Follow the instructions in the two notebooks to change the configurations according to your own environment and resources, follow the steps to train and build your model, then schedule the model to score incoming file share access logs.

Write results to Log Analytics

Once you get the scoring scheduled, you can use the module in the scoring notebook to write the score results to the Log Analytics workspace associated with your Microsoft Sentinel instance.

Check results in Microsoft Sentinel

In order to see your scored results together with related log details, go back to your Microsoft Sentinel portal. In Logs > Custom Logs, you will see the results in the AnomalousResourceAccessResult_CL table (or your own custom table name). You can use those results to enhance your investigation and hunting experiences.

anomalous resource access logs

Build custom analytics rule with ML results

Once you have confirmed the ML results are in the custom logs table, and you're satisfied with the fidelity of the scores, you can create a detection based on the results. Go to Analytics from the Microsoft Sentinel portal and create a new detection rule. Below is an example showing the query used to create the detection.

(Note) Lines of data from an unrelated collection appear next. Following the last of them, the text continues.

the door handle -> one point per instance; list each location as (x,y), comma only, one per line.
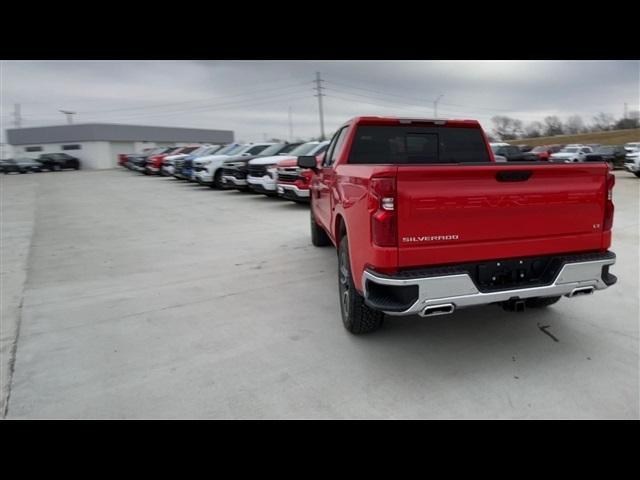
(514,175)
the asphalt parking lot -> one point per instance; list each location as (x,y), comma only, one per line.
(145,297)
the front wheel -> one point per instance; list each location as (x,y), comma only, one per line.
(357,317)
(217,180)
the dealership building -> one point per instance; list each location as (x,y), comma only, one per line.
(97,145)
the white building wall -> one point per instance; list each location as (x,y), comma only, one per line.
(92,155)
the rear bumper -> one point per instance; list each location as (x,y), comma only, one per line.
(266,185)
(410,295)
(231,180)
(631,167)
(289,190)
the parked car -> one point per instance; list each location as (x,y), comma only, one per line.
(545,151)
(208,170)
(632,163)
(571,154)
(138,161)
(512,153)
(58,161)
(292,181)
(20,165)
(612,154)
(169,163)
(419,231)
(234,169)
(155,162)
(262,172)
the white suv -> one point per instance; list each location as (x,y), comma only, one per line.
(208,169)
(262,172)
(571,154)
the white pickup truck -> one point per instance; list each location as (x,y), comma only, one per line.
(262,176)
(208,169)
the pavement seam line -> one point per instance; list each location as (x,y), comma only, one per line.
(14,346)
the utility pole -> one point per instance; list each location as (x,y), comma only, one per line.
(435,106)
(69,114)
(17,117)
(319,88)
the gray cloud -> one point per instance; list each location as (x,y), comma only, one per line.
(253,97)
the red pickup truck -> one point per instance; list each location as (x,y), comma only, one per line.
(426,222)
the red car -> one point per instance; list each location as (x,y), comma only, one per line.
(155,162)
(426,222)
(293,182)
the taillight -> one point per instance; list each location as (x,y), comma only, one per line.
(382,205)
(607,224)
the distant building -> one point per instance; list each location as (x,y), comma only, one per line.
(97,145)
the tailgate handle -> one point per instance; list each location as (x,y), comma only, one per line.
(514,175)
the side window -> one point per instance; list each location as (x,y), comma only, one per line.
(335,147)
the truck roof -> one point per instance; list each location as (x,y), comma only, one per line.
(374,120)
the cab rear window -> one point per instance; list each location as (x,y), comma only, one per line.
(417,145)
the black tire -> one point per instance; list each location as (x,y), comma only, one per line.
(540,302)
(357,317)
(217,180)
(319,237)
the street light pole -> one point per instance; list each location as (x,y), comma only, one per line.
(435,106)
(69,114)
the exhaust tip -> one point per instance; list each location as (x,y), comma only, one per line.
(442,309)
(581,291)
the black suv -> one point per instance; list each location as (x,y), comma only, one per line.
(612,154)
(513,153)
(58,161)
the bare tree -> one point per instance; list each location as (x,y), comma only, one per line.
(574,124)
(602,122)
(506,128)
(533,129)
(553,126)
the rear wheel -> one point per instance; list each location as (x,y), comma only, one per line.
(357,317)
(319,237)
(540,302)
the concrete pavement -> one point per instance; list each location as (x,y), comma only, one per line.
(150,297)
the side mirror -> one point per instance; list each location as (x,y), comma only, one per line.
(308,161)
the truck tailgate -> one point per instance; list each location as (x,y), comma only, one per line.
(448,214)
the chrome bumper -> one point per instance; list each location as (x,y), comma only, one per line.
(459,290)
(297,191)
(234,180)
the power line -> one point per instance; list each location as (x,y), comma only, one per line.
(319,89)
(199,101)
(204,108)
(421,100)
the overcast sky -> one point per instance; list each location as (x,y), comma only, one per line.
(252,98)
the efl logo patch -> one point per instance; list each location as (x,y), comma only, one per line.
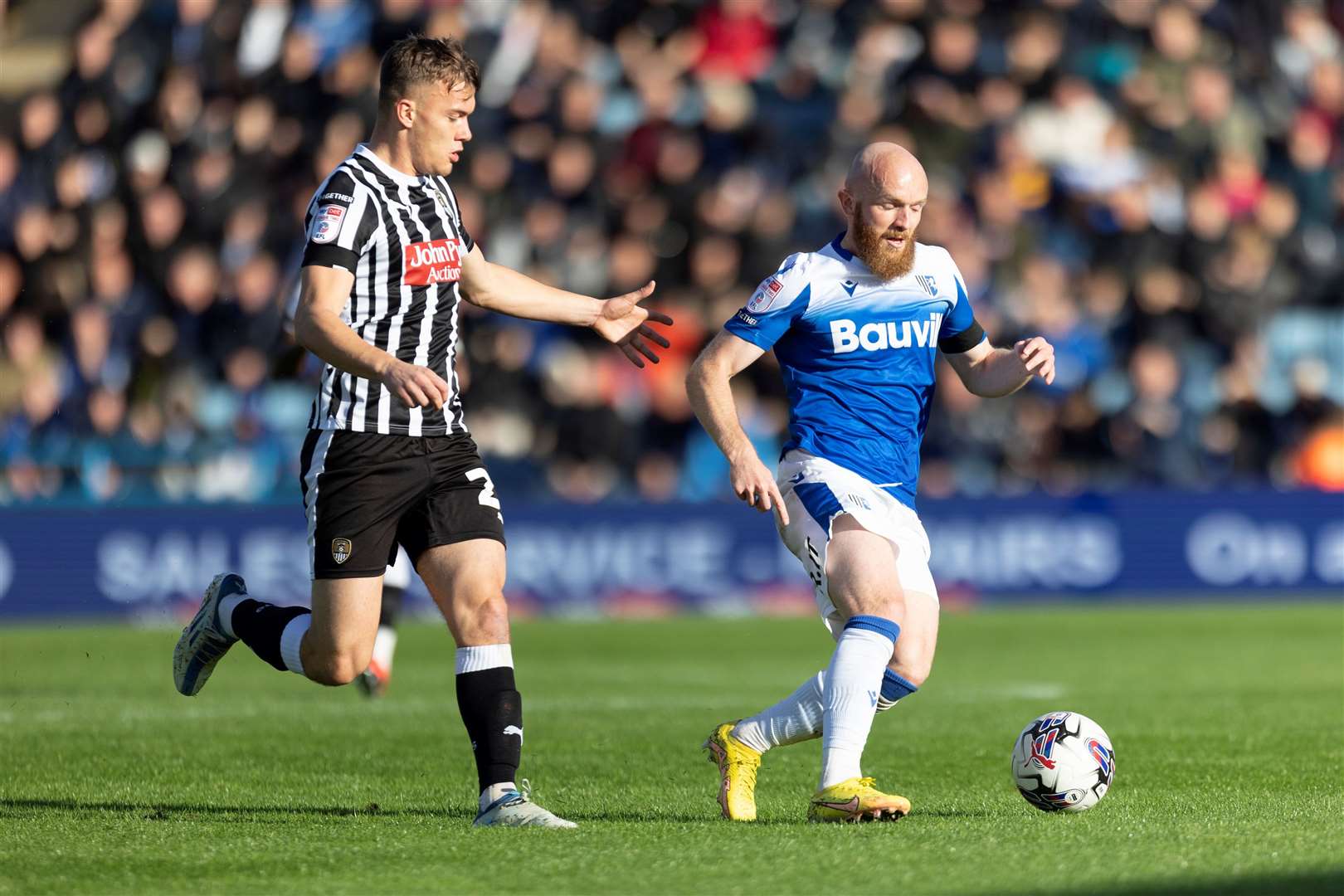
(1042,750)
(327,223)
(435,262)
(765,295)
(1105,759)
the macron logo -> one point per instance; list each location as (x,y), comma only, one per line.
(847,336)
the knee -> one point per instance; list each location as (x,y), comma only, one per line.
(916,674)
(481,617)
(336,666)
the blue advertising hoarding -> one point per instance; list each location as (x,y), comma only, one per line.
(718,558)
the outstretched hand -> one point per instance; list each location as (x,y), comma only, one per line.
(626,324)
(1038,356)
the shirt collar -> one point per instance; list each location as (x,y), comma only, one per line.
(840,250)
(399,178)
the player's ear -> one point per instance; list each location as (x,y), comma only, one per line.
(405,110)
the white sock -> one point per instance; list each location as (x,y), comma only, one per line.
(491,655)
(494,791)
(226,611)
(385,645)
(793,719)
(290,641)
(854,681)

create custom analytics rule for B Y O M L detections

View and respond to incidents

Once you've set up the analytics rule based on the ML results, if there are results above the threshold you set in the query, an incident will be generated and surfaced on the Incidents page on Microsoft Sentinel.

Next steps

In this document, you learned how to use Microsoft Sentinel's BYO-ML platform for creating or importing your own machine learning algorithms to analyze data and detect threats.